Reputation: 8870
While looking for ways to find the size of a file given a FILE*
, I came across this article advising against it. Instead, it seems to encourage using file descriptors and fstat
.
However I was under the impression that fstat
, open
and file descriptors in general are not as portable (After a bit of searching, I've found something to this effect).
Is there a way to get the size of a file in ANSI C while keeping in line with the warnings in the article?
Upvotes: 14
Views: 12192
Reputation: 101
The executive summary is that you must use fseek/ftell because there is no alternative (even the implementation specific ones) that is better.
The underlying issue is that the "size" of a file in bytes is not always the same as the length of the data in the file and that, in some circumstances, the length of the data is not available.
A POSIX example is what happens when you write data to a device; the operating system only knows the size of the device.

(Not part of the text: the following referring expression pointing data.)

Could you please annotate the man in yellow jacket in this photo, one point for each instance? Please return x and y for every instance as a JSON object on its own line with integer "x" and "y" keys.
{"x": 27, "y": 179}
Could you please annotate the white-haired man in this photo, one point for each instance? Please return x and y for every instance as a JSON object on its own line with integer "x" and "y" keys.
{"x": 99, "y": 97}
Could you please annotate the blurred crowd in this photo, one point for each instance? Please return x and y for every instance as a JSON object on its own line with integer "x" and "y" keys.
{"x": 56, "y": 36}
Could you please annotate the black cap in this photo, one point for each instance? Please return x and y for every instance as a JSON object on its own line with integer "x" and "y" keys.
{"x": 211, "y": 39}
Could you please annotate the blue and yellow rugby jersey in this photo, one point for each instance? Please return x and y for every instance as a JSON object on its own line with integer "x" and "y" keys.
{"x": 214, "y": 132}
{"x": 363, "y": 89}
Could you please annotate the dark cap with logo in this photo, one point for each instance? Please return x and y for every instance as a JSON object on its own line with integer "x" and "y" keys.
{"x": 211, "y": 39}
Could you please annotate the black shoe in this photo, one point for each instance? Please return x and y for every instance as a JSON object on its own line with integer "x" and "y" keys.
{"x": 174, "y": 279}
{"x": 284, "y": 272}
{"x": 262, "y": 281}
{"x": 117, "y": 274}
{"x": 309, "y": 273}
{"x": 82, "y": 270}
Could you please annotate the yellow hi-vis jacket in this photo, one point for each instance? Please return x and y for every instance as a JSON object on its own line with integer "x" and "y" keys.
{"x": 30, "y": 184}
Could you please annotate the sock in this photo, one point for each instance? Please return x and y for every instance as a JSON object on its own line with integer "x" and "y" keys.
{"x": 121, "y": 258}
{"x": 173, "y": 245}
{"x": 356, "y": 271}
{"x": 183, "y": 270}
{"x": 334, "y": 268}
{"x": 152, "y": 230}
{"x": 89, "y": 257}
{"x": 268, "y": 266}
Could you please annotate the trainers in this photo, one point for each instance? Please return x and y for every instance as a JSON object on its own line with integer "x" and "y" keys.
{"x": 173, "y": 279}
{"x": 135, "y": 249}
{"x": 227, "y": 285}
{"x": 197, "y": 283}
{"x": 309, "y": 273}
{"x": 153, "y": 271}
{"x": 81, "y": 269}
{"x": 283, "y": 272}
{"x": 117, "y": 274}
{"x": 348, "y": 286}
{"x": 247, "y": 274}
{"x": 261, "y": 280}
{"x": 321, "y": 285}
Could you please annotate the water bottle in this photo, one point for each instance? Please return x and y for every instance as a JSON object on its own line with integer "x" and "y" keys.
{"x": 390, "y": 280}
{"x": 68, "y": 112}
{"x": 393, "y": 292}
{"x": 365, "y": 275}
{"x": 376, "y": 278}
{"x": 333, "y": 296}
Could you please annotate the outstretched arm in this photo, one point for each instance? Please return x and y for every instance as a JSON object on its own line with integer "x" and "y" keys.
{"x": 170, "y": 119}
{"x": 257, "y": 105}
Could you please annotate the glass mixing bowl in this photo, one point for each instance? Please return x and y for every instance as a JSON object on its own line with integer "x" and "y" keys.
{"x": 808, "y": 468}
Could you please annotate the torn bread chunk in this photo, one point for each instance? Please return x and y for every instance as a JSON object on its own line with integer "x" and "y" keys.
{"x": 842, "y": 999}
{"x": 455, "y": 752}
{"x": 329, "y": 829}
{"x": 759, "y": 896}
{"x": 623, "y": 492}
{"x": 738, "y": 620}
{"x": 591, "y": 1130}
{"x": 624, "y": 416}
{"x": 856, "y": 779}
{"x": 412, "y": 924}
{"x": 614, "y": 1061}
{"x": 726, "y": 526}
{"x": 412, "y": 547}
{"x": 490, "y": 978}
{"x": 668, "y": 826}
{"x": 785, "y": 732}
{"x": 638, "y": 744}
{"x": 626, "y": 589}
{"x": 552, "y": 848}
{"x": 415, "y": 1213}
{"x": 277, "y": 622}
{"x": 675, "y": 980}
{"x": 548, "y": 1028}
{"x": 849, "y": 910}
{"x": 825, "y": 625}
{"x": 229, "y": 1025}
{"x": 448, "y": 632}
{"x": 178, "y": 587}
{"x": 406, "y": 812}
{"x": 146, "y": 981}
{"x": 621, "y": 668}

Once the data has been written and the (FILE*) closed there is no record of the length of the data written. If the device is opened for read the fseek/ftell approach will either fail or give you the size of the whole device.
When the ANSI-C committee was sitting at the end of the 1980's a number of operating systems the members remembered simply did not store the length of the data in a file; rather they stored the disk blocks of the file and assumed that something in the data terminated it. The 'text' stream represents this. Opening a 'binary' stream on those files shows not only the magic terminator byte, but also any bytes beyond it that were never written but happen to be in the same disk block.
Consequently the C-90 standard was written so that it is valid to use the fseek trick; the result is a conformant program, but the result may not be what you expect. The behavior of that program is not 'undefined' in the C-90 definition and it is not 'implementation-defined' (because on UN*X it varies with the file). Neither is it 'invalid'. Rather you get a number you can't completely rely on or, maybe, depending on the parameters to fseek, -1 and an errno.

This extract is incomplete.